The deal includes options for another 150 aircraft valued at $14 billion, bringing its potential total value to $35 billion.
The aggressive buying spree comes ahead of regional air liberalisation in 2015, part of a planned Southeast Asian free trade economic community. At the moment, some Southeast Asian nations shut out airlines to protect their national carriers.
“If you’re looking at a short term view, people will call us nuts, but we’re talking about an opportunity here and we’re taking a long term view,” said Edward Sirait, a Lion Air director.
“Look at the growth in the region -- China, India and Southeast Asia. It’s tremendous and what we’re doing now is to anticipate 5-10 years ahead,” he told Reuters.

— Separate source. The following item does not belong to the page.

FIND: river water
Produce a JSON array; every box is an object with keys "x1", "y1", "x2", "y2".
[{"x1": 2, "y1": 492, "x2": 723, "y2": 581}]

The deal for 201 of Boeing’s updated 737 MAX planes and 29 Next-Generation 737-900 extended range planes -- announced as U.S. President Barack Obama attended a regional meeting in Indonesia -- will be financed in part by the U.S. Exim Bank, Sirait said.
The rest will come from a consortium of international banks, which is still being finalised.
Delivery of the planes will be in 2017-25.
Lion Air plans an initial public offering next year to raise more than $1 billion through the sale of a 20-30 percent stake, to help finance its rapid expansion. It aims to fly to China, India, South Korea, Japan and Australia.
Much of the growth in Asia’s air travel industry has been driven by budget carriers, but Lion Air plans to use the blueprint of regional leader AirAsia (AIRA.KL) and set up a premium airline, too. PT Space Jet is expected to launch in a year’s time.
Lion Air operates 92 planes and has a load factor of above 80 percent. The latest order comes on top of a $14 billion deal signed in 2008 with Boeing for 178 737-900s, which will be delivered in stages until 2016.
Apart from flights around the sprawling Indonesian archipelago, Lion Air flies to Jeddah and Singapore, but is banned from flying to the European Union because of safety concerns. The EU last year allowed flag carrier PT Garuda Indonesia (GIAA.JK) to resume flights after a similar ban.
No Lion Air plane has crashed in a domestic industry that regularly sees deadly aviation disasters, but its planes have skidded off runaways and it has been criticised for regular flight delays.
As the air industry takes off, analysts say Indonesia must revamp overloaded and dilapidated infrastructure, including airports and power supply, to sustain current growth levels.